A wearable collaborative energy harvester combination of frequency-up conversion vibration, ambient light and thermal energy

In this study, a wearable multi-source collaborative energy harvester (MC-EH) is proposed to overcome the problem that a single-source EH is unstable from time to time. A customized ring monocrystalline silicon photovoltaic (PV) cell on the surface of energy harvester (EH) is used to harvest ambient light energy. The thermoelectric generator (TEG) converts the thermal energy of the temperature difference into electrical energy. A Macro-Fiber Composite (MFC) constitutes piezoelectric frequency up-conversion rotating structure, which harvest the low frequency vibration energy.

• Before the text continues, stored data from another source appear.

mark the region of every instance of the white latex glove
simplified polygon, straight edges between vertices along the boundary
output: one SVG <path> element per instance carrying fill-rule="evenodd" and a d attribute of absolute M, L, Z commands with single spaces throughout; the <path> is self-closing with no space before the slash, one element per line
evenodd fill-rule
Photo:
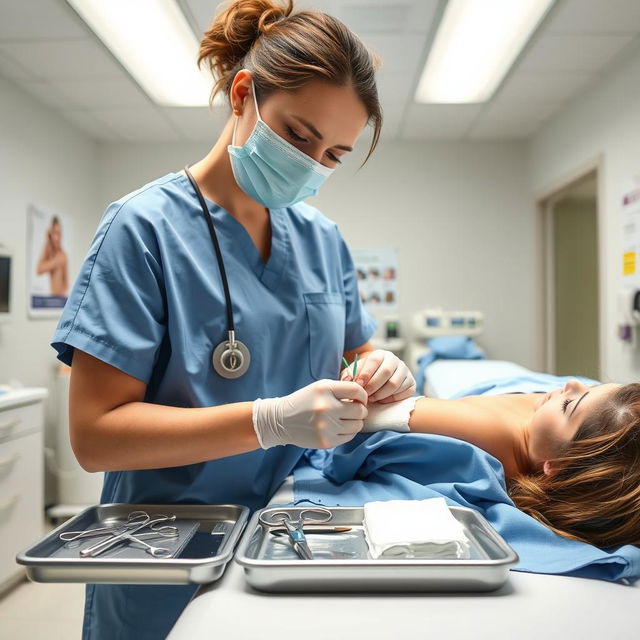
<path fill-rule="evenodd" d="M 330 449 L 362 429 L 366 404 L 366 392 L 354 382 L 318 380 L 282 398 L 255 400 L 253 428 L 263 449 L 279 444 Z"/>
<path fill-rule="evenodd" d="M 351 380 L 353 363 L 345 367 L 341 380 Z M 369 402 L 397 402 L 416 392 L 416 381 L 409 367 L 395 353 L 376 349 L 358 360 L 356 380 L 369 396 Z"/>

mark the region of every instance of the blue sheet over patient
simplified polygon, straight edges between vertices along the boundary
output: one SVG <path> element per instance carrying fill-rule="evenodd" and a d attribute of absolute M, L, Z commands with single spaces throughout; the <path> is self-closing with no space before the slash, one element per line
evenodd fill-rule
<path fill-rule="evenodd" d="M 558 380 L 540 378 L 536 390 L 555 388 Z M 611 581 L 640 577 L 639 548 L 602 550 L 553 533 L 516 508 L 496 458 L 454 438 L 391 431 L 362 434 L 333 450 L 308 451 L 294 481 L 296 501 L 324 505 L 443 496 L 452 506 L 479 511 L 495 527 L 520 556 L 517 571 Z"/>

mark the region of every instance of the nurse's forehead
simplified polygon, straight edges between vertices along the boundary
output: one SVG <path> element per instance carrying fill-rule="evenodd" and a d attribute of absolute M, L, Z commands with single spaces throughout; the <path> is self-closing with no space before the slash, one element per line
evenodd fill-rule
<path fill-rule="evenodd" d="M 330 123 L 332 129 L 340 126 L 362 129 L 369 119 L 352 86 L 318 80 L 311 80 L 295 91 L 275 91 L 266 98 L 265 106 L 285 109 L 312 122 L 316 120 L 313 124 L 317 126 L 322 123 L 326 127 Z"/>

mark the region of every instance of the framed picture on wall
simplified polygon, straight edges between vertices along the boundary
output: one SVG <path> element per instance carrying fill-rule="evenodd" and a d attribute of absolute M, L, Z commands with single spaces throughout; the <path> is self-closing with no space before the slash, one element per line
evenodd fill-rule
<path fill-rule="evenodd" d="M 69 295 L 71 225 L 62 214 L 27 208 L 27 305 L 32 318 L 62 313 Z"/>
<path fill-rule="evenodd" d="M 398 250 L 352 249 L 360 299 L 368 311 L 398 308 Z"/>

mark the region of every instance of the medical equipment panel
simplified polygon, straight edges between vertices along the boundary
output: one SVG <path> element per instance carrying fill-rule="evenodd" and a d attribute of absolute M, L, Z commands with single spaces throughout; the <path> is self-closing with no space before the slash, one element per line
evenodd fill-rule
<path fill-rule="evenodd" d="M 331 519 L 304 525 L 312 559 L 302 559 L 287 535 L 265 522 L 287 512 L 292 522 L 315 507 L 272 507 L 254 514 L 236 562 L 249 584 L 263 591 L 491 591 L 502 586 L 518 556 L 476 511 L 449 507 L 470 542 L 465 559 L 373 560 L 363 530 L 362 507 L 323 507 Z M 277 535 L 276 535 L 277 534 Z"/>
<path fill-rule="evenodd" d="M 0 244 L 0 320 L 11 313 L 11 254 Z"/>
<path fill-rule="evenodd" d="M 35 582 L 206 584 L 223 574 L 248 517 L 240 505 L 96 505 L 16 560 Z"/>

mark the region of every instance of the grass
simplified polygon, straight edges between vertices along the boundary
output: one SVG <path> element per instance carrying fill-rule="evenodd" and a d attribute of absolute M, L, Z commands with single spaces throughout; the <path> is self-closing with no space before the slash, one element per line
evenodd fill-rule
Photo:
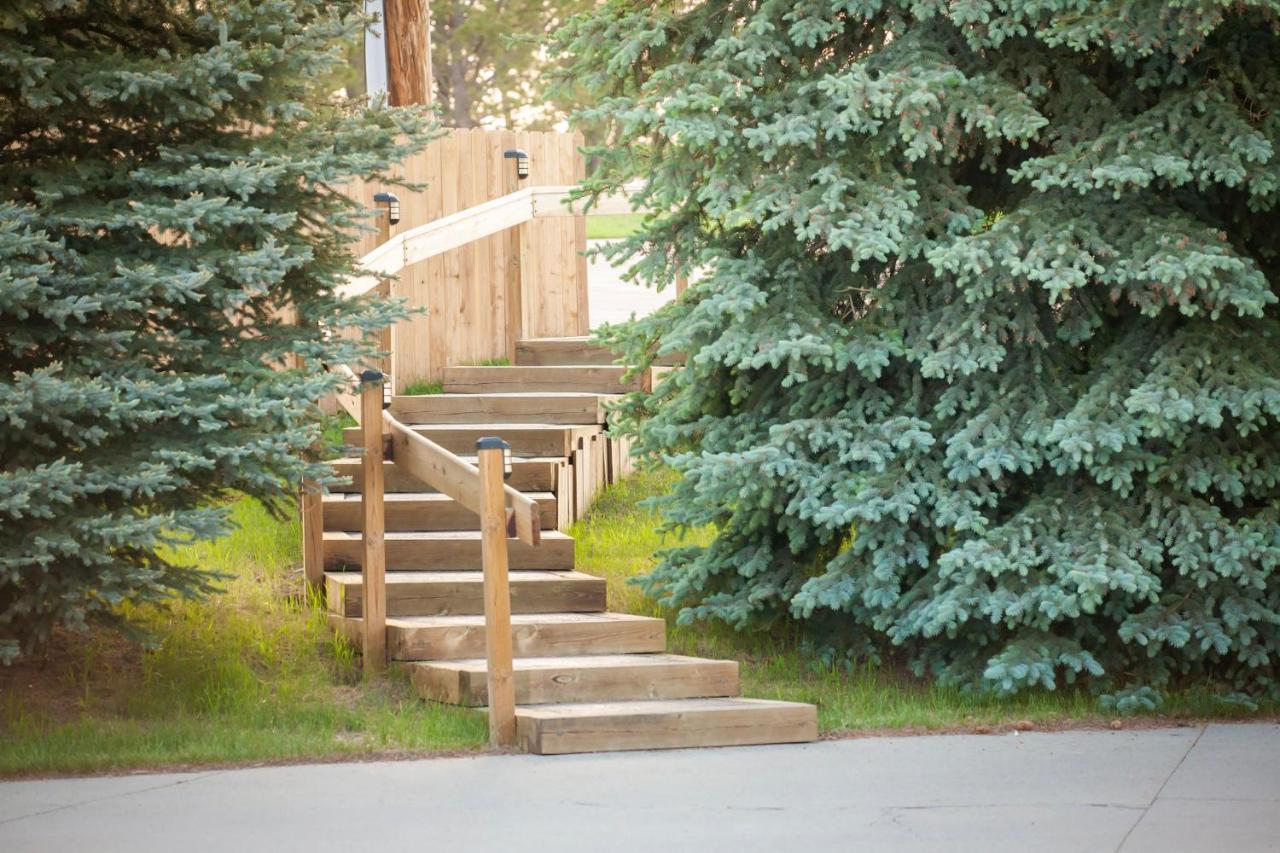
<path fill-rule="evenodd" d="M 742 664 L 743 695 L 811 702 L 827 733 L 894 731 L 983 731 L 1024 726 L 1055 728 L 1110 725 L 1096 697 L 1080 690 L 1036 691 L 1012 698 L 973 695 L 912 678 L 890 667 L 852 670 L 819 664 L 800 649 L 794 625 L 736 632 L 721 624 L 677 625 L 674 614 L 645 598 L 630 580 L 647 572 L 655 551 L 677 544 L 653 532 L 657 516 L 638 506 L 670 488 L 670 473 L 639 474 L 607 489 L 570 533 L 577 539 L 577 567 L 609 581 L 612 609 L 667 620 L 668 648 L 675 654 L 734 658 Z M 700 544 L 710 533 L 694 535 Z M 1158 714 L 1126 718 L 1123 725 L 1203 719 L 1274 719 L 1280 707 L 1257 712 L 1223 705 L 1207 689 L 1170 695 Z"/>
<path fill-rule="evenodd" d="M 227 573 L 216 596 L 126 614 L 153 647 L 60 634 L 43 665 L 0 667 L 0 774 L 483 747 L 479 714 L 419 701 L 398 673 L 362 684 L 304 595 L 297 522 L 233 512 L 236 532 L 181 555 Z"/>
<path fill-rule="evenodd" d="M 588 240 L 618 240 L 640 229 L 643 213 L 611 213 L 587 217 Z"/>
<path fill-rule="evenodd" d="M 1107 724 L 1079 692 L 971 696 L 891 669 L 817 665 L 798 651 L 794 627 L 735 633 L 676 625 L 628 582 L 672 544 L 637 506 L 669 486 L 669 474 L 641 474 L 607 489 L 570 531 L 578 568 L 608 579 L 612 609 L 666 618 L 671 651 L 741 661 L 746 695 L 813 702 L 828 733 Z M 47 660 L 0 667 L 0 775 L 484 748 L 480 714 L 419 701 L 394 670 L 362 682 L 355 650 L 335 638 L 319 602 L 304 593 L 292 515 L 273 518 L 251 500 L 233 513 L 233 534 L 179 555 L 226 574 L 217 595 L 126 611 L 153 645 L 111 630 L 61 633 Z M 1125 725 L 1278 712 L 1250 715 L 1191 691 L 1170 697 L 1160 716 Z"/>
<path fill-rule="evenodd" d="M 401 392 L 408 397 L 425 397 L 432 394 L 443 394 L 443 382 L 428 382 L 425 379 L 419 379 L 417 382 L 410 382 Z"/>

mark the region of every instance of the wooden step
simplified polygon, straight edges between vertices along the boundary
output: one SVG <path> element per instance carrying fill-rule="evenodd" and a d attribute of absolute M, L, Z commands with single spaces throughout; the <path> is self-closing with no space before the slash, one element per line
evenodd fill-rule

The advantages of designed MC-EH are that energy of human body and environment can be fully harvested. Due to the difficulty in extracting small voltage generated by TEG independently, MC-EH was improved that it can extract thermal energy in the process of vibration energy extraction efficiently by the interface circuit. Results showed that maximum output power of harvester was about 4.48 mW, power density was 1.5 × 10−4 W/cm3. MC-EH can work efficiently in different human movement states and environments conditions. Therefore, MC-EH may provide electric energy for wearable device. Three energy harvesting systems are integrated into one compact structure by MC-EH, forming the advantages and originality of MC-EH that brought a case study of EH.